Summary of containers patches
Johan Tibell
johan.tibell at gmail.com
Fri Sep 24 09:24:07 EDT 2010
On Fri, Sep 24, 2010 at 1:35 PM, Simon Peyton-Jones
<simonpj at microsoft.com> wrote:
> | > Can you give some examples to back up this claim? I am skeptical
> |
> | I can look into it again after ICFP.
> |
> | I did spend some time trying to tease apart the performance
> | improvements we got from inlining foldl'. From what I remember, the
> | biggest gain from inlining is that the higher-order argument is known,
>
> Ah yes! But that is *quite different* from specialising only on the *type*!
I know. I was just trying to be transparent by saying that *most* of
the speedup from inlining foldl' is not from unboxing. If I remember
correctly there was still *some* speedup from unboxing. That's all.
> | foldl' :: (a -> b -> a) -> a -> [b] -> a
> | foldl' = ...
> | {-# SPECIALIZABLE foldl' #-}
> |
> | and then have foldl' be specialized in the client module at whatever
> | type it's called at, but only once for each type (instead of once per
> | call site).
>
> For overloaded functions, that is precisely what I'm proposing.
>
> For foldl' I think you will get no benefit from specialising on the type; only from specialising on the actual function passed. So in that case inlining probably really is the answer.

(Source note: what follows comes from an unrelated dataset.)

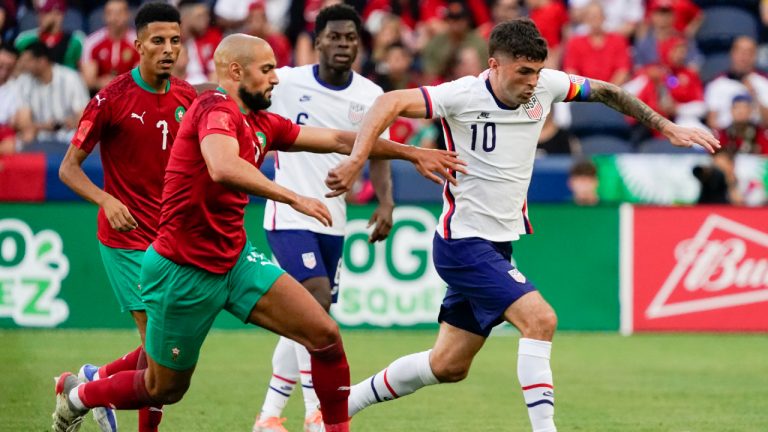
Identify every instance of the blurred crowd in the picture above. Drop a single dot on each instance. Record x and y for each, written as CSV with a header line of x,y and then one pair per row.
x,y
698,63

I used foldl' as an example.
My question is: are there any kind of functions, other than overloaded
functions, that would benefit from specialization. If the answer is
yes, can we apply the same heuristic you use for overloaded functions
to specialize these kind of functions. If we cannot automatically
detect all the cases where specializing would be beneficial, should we
allow the user to tell us when it might be beneficial?